White-Blue-White Flag of Novgorod Allowing Russian Opposition to Root Itself in a National Tradition But One at Odds with Moscow

Paul Goble

            Staunton, June 27 – One of the most striking and important developments in the Russian opposition movement in recent times has been the acceptance of the white-blue-white flag associated with Novgorod, an acceptance that has allowed the Russian opposition to stake a claim to be part of a Russian national tradition, albeit one at odds with the Kremlin.

            Stanislav Rudkovsky, a leader of the Russian Libertarian Party, says that in Russia, history remains “politics projected onto the past” and thus it is important for the opposition to link itself to the past rather than to allow the Putin regime to stake total claim to it (forumfreerussia.org/main/2022-07-11/novgorodskij-narrativ-v-istorii-i-simvolike).

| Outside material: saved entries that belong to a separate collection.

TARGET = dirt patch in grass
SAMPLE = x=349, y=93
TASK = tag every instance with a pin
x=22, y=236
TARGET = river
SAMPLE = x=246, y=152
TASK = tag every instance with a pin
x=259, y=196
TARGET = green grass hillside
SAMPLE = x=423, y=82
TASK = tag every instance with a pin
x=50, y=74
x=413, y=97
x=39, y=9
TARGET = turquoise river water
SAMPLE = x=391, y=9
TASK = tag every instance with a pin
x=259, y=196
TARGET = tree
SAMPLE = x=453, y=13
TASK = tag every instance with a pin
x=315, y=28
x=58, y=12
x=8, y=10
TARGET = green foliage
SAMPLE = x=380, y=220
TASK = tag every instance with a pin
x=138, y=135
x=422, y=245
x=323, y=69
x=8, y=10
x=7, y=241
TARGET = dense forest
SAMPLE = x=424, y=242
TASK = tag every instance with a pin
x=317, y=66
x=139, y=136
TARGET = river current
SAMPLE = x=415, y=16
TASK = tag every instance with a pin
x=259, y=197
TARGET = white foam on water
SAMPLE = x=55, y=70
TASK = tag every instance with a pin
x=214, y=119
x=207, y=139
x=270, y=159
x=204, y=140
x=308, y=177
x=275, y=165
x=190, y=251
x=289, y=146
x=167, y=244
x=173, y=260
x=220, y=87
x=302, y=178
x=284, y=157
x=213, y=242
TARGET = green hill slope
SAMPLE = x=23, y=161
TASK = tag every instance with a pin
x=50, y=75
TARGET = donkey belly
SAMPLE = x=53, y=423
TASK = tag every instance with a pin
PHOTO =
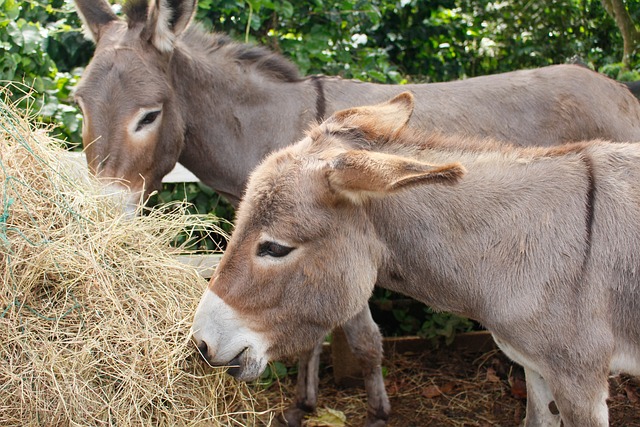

            For a long time, he points out, Russian democrats have pointed to the Novgorod tradition of democracy and a focus on trade rather than aggression as emblematic of what they stand for. But until they began using the flag associated with Novgorod, even though this flag appeared only in the 1990s, this did not capture the minds of their followers.

            But now across Russia and among Russian democratic emigres, the flag is a key symbol of this alternative Russian history, especially now when its mercantilist approach to life stands in sharp contrast to the militarism and aggressiveness of the Putin regime on view in Ukraine and elsewhere.

            “In general,” Rudkovsky says, “the new flag embodies the rejection of two fundamental and negative features of [officially supported] Russian statehood – authoritarianism and military expansion.” But more than that, it is something that has emerged from below rather than being imposed from above and lacks even a single standard for the blue used.

            Despite that, the Novgorodian white-blue-white flag has been adopted by the Free Russia Forum in Vilnius, the Decembrist movement in Berlin, the Democrats-Yes group in Berlin, Culturus in Prague, Solidarity/Free Russia in Berlin, and For a Free Russia in Warsaw. And it is increasingly recognized by European parliamentarians.